La mulier nova dovrebbe sapere che non c’è nessun bisogno di accreditarsi verso il mondo di sopra che ha avallato ministri da vergogna per incapacità, incultura, ignoranza.
Dovrebbe anche sapere che i ministri ‘ competenti’, una volta nominati dal presidente della repubblica, saranno cavalli sciolti dediti a altri e comunque fuori da ogni controllo e da ogni ansia di rinnovamento.
Il secondo assunto che preoccupa è che costei dice di puntare al ‘governo delle competenze’
Questo è uno schiaffo alle convinzioni pluridichiarate. Le competenze e i tecnici sono quanto di più lontano ci possa essere dal ‘primato della politica ‘, dall’affermazione dei valori come priorità assoluta.
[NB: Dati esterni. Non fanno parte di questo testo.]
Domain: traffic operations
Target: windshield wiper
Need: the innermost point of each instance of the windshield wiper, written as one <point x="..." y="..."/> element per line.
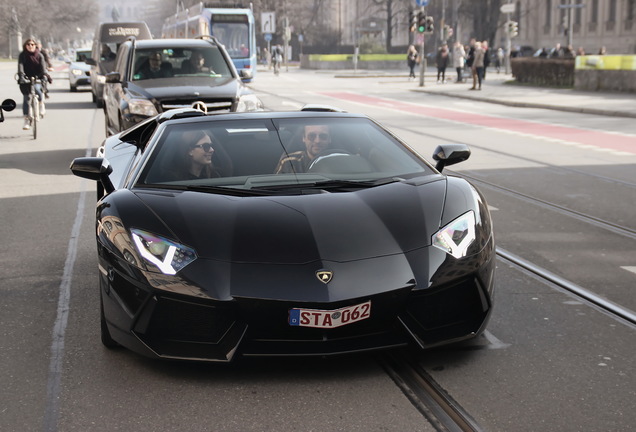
<point x="330" y="184"/>
<point x="221" y="190"/>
Ce ne corre dal far quadrare i conti teorici sulle carte a far tornare i conti in corpore vili sui diritti, l’economia reale, gli interessi di comunità
Ce ne corre quanto fra un governo delle competenze e un governo della politica, fra un governo del mondo di sopra e un governo espressione dei cittadini.
Senza contare che, come si è visto, fra le ‘competenze’e i prescelti ‘ di livello’si anniderà di sicuro – come l’esperienza unanime insegna-il reginicida di turno.